When Shaw retired in 2005 after 33 years, the then-director Goéry Delacôte told him, "You are the Exploratorium."

=== Pi Day ===
Larry Shaw, the "Prince of Pi", invented the holiday Pi Day in 1988 while at the Exploratorium. During an off-site staff retreat in 1988, he started talking with his co-workers, like Ron Hipschman, about the mysteries of mathematical constants. Shaw came up with the idea to link pi (3.14159…), which begins with 3.14, with the date 3/14 or March 14. Co-workers built on the idea and they had a mini-celebration with just the staff, starting with eating of pies. The next year, the holiday was held for all at the museum and every year since, even when the museum was closed during its move. The celebration includes a parade at 1:59 p.m. with visitors holding a sign with a digit of pi, a pi shrine, eating of pies (fruit and pizza), singing happy birthday to Albert Einstein, and more. Larry Shaw would lead the parade in his red cap with the digits of pi. Pi Day was recognized as a national holiday in 2009 and is internationally celebrated. 2015 was proclaimed by Shaw to be a special year, as it was written 3/14/15, and he called it the "Pi Day of the Century". Shaw felt the best thing about Pi Day was making math more accessible, fun for those who may have had problems in school. When asked if he was proud with events being held around the world, "Yes and no. It's not mine; it's everybody's. I'm just the guy holding the pole."

=== Art and music ===
In addition to helping the artist-in-residence and others at the Exploratorium, he contributed to and supported the arts and technology community.

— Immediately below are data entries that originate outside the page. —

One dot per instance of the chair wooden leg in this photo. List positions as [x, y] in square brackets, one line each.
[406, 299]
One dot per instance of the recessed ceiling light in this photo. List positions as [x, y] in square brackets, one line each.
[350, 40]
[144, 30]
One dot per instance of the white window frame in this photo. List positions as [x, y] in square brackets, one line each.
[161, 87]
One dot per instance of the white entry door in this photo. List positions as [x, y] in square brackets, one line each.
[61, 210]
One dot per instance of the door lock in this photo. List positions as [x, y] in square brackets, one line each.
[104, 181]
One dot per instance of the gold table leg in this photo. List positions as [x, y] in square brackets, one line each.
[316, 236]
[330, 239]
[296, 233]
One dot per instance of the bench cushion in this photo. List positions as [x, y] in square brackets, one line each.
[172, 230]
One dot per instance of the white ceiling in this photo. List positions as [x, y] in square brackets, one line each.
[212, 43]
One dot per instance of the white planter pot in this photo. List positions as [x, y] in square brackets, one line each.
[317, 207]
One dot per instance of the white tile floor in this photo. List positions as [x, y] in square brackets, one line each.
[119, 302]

He was a core member of YLEM: Artists Using Science & Technology For the CyberArts X 10th Anniversary & YLEM 20th Anniversary, he was key for the on-line aspect of the event. At the YLEM Exhibition in December 2001, he showed his piece, "SF Fog, 1967", which "combined the friendly image of the Golden Gate Bridge dissolving in a whirling fractal fog in his digital collage".

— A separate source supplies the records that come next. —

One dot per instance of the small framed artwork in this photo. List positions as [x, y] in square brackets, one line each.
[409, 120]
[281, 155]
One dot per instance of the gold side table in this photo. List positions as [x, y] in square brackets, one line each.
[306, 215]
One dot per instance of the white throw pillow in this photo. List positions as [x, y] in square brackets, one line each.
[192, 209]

He helped put on events related to computer graphics for the local chapters of ACM SIGGRAPH, both the Bay Area ACM SIGGRAPH and later the San Francisco ACM SIGGRAPH chapter. He was also involved at the international level being on the SIGGRAPH 1987 Art Show jury and committee with the conference at the Anaheim Convention Center.

Larry Shaw was called the “GodFather” of the San Francisco Robotics Society of America (SFRSA). SFRSA Mediameister Cliff Thompson said in a 2001 tribute, "Seemingly hardly known & working deftly behind the scenes, Larry has over the years been at the engineering epi-center of more profoundly transformative technological, scientific & cultural experiences than anyone I know."

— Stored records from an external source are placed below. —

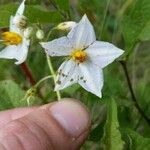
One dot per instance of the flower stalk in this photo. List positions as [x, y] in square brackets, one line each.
[28, 73]
[53, 75]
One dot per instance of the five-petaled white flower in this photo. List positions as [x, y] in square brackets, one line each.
[86, 57]
[16, 44]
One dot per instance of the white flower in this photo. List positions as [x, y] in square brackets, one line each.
[86, 57]
[66, 25]
[40, 34]
[16, 44]
[28, 32]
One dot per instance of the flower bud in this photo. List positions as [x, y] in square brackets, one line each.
[28, 32]
[66, 25]
[20, 21]
[40, 34]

He also composed and performed electronic music (The Coagulation of Time) and made electronic harmoniums.

After retiring, he had more time pursuing his artistic passion of turning his photos into beautiful abstractions. He continued volunteering as an audio engineer for non-profits.

== Buddhism ==
Larry Shaw and his wife Catherine, who had a degree in Buddhism, visited, practiced and studied at Buddhist sites all over the world. He and his family joined the Buddhist Temple of Marin in 1985. He served several terms as president. His obituary in the San Francisco Chronicle described him: "He was a true bodhisattva, always willing and able to help all in need, and to share his knowledge and insights. All who knew him attest to his extreme good cheer, contagious enthusiasm, amazing range of interests, seemingly in-exhaustible energy, and genuine, unforced loving regard toward everyone."